Die heutige Verwaltung – ursprünglich als Schule gebaut – erfüllt in vielen Bereichen die Anforderungen des Betriebs nicht und soll bis im September 2018 umgebaut und räumlich reorganisiert werden. «Heute stehen die Kunden im Büro. Das geht nicht. Da kann dann unter Umständen ein anderer Mitarbeiter aus Datenschutzgründen nicht telefonieren», führte Planer Peter Hegi aus. Die Abteilungen mit Kundenkontakt, allen voran etwa die Einwohnerdienste, aber auch die Bauverwaltung und die Sozialregion, werden Steh- oder Sitzschalter erhalten, damit sowohl Daten- wie auch Personensicherheit gewährleistet werden können.

Die räumliche Neustrukturierung wird einzelnen Abteilungen aber auch mehr Platz geben. In der Bauverwaltung sei dies dringend nötig, so Gemeindepräsident Christian Schlatter. Platz wird aber auch die Digitalisierung schaffen. «Die Aktenberge werden verschwinden», prophezeite Hegi, der dies zurzeit in Verwaltungen in der ganzen Schweiz beobachtet.

Um den tendenziell wachsenden Platzbedarf der Verwaltung zu decken, scheint mittelfristig aber die Auslagerung einer Abteilung unausweichlich. Höchstwahrscheinlich wird dies die Sozialregion sein, die heute das dritte Obergeschoss beansprucht. Hegis Planung sieht diese Option innerhalb der nächsten fünf bis sechs Jahre vor. Die Kosten für den gesamten Umbau werden mit rund 880 000 Franken beziffert. Die Umsetzung soll im Vollbetrieb primär in den Sommerferien 2017 und 2018 erfolgen, wenn ferienbedingt das Sitzungszimmer des Gemeinderats als Auslagerungsfläche genutzt werden kann. Im Dezember muss aber noch die Gemeindeversammlung den entsprechenden Kredit genehmigen.

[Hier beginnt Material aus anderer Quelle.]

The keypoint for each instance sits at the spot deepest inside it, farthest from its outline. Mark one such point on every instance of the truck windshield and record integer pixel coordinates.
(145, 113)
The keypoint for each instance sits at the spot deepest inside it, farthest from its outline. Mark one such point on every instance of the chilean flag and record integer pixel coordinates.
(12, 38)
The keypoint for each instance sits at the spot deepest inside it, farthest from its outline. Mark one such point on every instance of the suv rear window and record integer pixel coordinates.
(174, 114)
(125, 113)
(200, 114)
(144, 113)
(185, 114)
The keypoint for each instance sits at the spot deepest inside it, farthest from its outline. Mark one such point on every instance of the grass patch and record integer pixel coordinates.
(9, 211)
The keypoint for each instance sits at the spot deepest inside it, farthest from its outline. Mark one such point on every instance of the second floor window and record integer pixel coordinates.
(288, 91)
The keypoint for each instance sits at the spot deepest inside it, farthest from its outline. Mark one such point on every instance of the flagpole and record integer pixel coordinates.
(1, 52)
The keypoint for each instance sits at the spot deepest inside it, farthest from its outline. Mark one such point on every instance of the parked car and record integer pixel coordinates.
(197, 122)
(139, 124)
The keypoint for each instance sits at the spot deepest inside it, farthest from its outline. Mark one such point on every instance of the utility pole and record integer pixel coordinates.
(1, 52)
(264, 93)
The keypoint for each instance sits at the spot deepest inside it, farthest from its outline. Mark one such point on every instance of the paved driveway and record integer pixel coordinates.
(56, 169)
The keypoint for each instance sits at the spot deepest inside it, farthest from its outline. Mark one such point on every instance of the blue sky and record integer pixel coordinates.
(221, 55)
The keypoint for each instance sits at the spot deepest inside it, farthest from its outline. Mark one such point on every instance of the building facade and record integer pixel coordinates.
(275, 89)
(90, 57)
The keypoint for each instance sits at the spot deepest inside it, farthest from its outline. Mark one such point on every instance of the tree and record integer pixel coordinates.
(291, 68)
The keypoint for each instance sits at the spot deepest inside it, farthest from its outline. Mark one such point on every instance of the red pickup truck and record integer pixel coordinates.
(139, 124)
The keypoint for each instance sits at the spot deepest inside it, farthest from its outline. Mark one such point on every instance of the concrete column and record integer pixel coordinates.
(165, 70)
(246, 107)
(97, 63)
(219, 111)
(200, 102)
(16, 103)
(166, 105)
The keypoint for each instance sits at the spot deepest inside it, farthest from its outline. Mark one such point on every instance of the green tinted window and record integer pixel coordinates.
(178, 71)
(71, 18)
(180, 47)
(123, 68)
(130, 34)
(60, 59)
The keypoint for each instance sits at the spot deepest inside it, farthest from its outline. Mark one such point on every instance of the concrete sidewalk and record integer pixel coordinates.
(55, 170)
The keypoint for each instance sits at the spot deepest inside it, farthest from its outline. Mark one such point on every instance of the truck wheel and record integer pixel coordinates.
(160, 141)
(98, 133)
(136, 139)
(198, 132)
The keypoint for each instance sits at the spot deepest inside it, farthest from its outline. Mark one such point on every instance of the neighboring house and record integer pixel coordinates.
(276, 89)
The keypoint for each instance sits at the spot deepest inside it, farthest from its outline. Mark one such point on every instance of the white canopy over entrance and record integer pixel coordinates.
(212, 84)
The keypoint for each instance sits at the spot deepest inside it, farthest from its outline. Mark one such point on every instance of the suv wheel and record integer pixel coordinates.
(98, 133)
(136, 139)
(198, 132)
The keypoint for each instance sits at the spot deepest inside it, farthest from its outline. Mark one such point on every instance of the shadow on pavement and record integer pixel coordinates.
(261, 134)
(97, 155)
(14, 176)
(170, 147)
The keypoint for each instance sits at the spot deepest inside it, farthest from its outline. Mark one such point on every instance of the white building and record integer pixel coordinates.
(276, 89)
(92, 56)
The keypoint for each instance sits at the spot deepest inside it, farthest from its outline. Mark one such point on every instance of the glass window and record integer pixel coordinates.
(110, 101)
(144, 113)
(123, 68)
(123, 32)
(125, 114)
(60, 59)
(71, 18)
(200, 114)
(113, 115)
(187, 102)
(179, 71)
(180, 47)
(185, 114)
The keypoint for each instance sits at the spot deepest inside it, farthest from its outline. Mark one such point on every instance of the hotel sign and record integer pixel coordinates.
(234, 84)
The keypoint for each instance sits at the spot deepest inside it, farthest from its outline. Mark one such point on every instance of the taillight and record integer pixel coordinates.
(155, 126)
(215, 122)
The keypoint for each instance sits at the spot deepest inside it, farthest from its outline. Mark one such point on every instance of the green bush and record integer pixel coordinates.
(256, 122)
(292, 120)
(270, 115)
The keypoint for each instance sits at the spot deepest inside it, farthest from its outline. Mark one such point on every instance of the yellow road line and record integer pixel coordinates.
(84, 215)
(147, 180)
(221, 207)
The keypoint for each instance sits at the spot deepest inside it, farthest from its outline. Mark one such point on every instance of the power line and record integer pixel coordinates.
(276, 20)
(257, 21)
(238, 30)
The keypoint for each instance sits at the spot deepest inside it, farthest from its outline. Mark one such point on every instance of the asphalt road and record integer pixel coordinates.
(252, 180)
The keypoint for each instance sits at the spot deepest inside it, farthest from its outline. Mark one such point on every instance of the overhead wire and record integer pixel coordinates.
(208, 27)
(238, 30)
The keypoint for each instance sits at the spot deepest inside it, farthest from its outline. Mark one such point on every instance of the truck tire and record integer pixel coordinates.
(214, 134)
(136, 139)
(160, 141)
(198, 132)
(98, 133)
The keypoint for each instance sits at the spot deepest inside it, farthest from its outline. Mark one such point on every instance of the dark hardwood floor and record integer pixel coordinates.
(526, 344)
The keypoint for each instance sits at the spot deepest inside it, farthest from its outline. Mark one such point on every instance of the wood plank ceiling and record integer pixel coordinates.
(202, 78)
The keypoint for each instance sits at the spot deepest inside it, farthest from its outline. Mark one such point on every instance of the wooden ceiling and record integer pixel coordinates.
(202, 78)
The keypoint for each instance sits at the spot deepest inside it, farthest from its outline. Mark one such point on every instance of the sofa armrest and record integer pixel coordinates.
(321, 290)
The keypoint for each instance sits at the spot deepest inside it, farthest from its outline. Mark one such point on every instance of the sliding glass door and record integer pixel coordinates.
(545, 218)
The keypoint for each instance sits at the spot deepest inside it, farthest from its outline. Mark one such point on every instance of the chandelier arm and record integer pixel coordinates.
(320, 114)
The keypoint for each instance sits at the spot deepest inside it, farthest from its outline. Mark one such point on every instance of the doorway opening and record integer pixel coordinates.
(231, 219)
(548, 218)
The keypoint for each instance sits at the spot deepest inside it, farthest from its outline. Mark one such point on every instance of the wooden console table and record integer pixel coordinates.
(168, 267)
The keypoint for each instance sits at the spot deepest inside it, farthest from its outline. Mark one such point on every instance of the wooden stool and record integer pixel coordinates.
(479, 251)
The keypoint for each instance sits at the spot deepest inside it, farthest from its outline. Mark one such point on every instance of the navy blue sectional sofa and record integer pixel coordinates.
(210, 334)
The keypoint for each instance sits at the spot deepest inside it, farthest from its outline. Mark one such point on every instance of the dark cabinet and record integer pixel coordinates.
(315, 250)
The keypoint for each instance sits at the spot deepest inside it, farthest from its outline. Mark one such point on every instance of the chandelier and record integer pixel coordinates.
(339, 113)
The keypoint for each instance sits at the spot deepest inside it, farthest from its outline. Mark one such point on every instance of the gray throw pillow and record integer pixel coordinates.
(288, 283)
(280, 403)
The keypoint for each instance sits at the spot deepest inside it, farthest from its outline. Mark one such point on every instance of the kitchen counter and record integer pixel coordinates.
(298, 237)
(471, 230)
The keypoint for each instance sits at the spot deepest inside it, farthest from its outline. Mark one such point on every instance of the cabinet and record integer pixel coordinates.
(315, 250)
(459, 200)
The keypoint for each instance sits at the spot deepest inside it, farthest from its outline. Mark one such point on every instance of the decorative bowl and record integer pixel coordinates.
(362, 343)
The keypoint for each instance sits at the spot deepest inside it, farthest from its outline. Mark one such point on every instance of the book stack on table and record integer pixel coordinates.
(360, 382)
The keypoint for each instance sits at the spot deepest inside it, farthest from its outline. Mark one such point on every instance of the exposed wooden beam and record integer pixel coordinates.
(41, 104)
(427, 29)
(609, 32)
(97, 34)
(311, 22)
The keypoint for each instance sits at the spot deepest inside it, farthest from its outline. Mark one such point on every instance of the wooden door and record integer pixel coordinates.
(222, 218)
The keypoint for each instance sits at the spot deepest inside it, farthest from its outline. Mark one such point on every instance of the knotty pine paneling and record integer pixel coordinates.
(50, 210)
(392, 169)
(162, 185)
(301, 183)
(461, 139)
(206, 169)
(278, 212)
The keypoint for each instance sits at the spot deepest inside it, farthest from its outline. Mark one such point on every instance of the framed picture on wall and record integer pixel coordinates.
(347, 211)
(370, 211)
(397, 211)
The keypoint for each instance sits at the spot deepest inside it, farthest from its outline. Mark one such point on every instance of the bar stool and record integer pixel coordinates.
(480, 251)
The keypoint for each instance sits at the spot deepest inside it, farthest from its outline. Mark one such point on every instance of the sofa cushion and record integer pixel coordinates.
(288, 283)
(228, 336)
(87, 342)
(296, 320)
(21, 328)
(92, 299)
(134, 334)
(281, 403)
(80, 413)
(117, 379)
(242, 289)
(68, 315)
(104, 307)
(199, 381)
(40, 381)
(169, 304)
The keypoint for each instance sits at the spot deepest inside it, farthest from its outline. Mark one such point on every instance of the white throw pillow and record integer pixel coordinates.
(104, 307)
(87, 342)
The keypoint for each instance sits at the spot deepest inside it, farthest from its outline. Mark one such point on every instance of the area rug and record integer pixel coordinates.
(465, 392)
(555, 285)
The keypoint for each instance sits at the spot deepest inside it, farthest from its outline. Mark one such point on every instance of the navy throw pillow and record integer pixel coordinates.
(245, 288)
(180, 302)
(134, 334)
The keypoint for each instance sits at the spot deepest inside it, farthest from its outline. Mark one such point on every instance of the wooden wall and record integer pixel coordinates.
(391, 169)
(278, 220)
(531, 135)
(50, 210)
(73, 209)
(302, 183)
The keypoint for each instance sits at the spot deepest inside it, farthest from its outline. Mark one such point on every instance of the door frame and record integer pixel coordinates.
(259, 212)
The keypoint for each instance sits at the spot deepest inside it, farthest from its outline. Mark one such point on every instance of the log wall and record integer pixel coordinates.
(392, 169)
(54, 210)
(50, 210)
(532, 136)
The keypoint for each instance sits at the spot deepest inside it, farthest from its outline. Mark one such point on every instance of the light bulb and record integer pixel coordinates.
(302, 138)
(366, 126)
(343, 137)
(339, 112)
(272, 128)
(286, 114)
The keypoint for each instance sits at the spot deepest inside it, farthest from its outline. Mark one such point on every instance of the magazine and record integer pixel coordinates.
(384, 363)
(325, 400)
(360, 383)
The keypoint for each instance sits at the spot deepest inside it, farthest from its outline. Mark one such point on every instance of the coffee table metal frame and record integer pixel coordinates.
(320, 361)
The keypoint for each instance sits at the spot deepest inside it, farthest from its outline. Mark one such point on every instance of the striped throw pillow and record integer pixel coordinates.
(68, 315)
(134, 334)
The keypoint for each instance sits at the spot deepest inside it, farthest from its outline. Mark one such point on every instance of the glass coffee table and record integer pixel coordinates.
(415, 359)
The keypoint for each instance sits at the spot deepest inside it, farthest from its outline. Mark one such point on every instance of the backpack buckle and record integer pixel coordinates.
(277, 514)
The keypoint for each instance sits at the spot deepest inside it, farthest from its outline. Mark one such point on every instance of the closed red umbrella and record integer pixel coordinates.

Mehr Mittel für Jugendarbeit

Die Jugendarbeit Dornach kann nächstes Jahr erstmals einen Ausbildungsplatz anbieten. Ein Antrag des Trägervereins Jugendarbeit wurde vom Gemeinderat am Montag genehmigt. Der Ausbildungsplatz ist auf ein praxisbegleitetes Studium im Bereich Soziale Arbeit oder Soziokulturelle Animation ausgerichtet und mit einem Pensum von 50 Prozent ausgestattet. Die Jugendarbeit erhofft sich durch die Nähe zur Fachhochschule nicht zuletzt auch neue Impulse, aber auch Entlastung. Mit einer Vollstelle, die sich zwei Jugendarbeiter teilen, ist die Jugendarbeit in Dornach gemäss Empfehlungen des nationalen Dachverbands unterdotiert. Die umliegenden Gemeinden sind weitaus besser aufgestellt und bieten schon länger Praktikanten- und Ausbildungsstellen an. «Es ist eine zentrale Institution in Dornach», meinte Schlatter. Diese ist aber nicht an die Gemeinde angeschlossen, sondern als Verein organisiert, der von der Gemeinde getragen wird. Auch das ist heute ein organisatorischer Sonderfall. In Aesch, Arlesheim, Münchenstein oder Reinach sind Jugendarbeiter direkt von der Gemeinde angestellt und damit finanziell auch bessergestellt als die Dornacher Jugendarbeiter.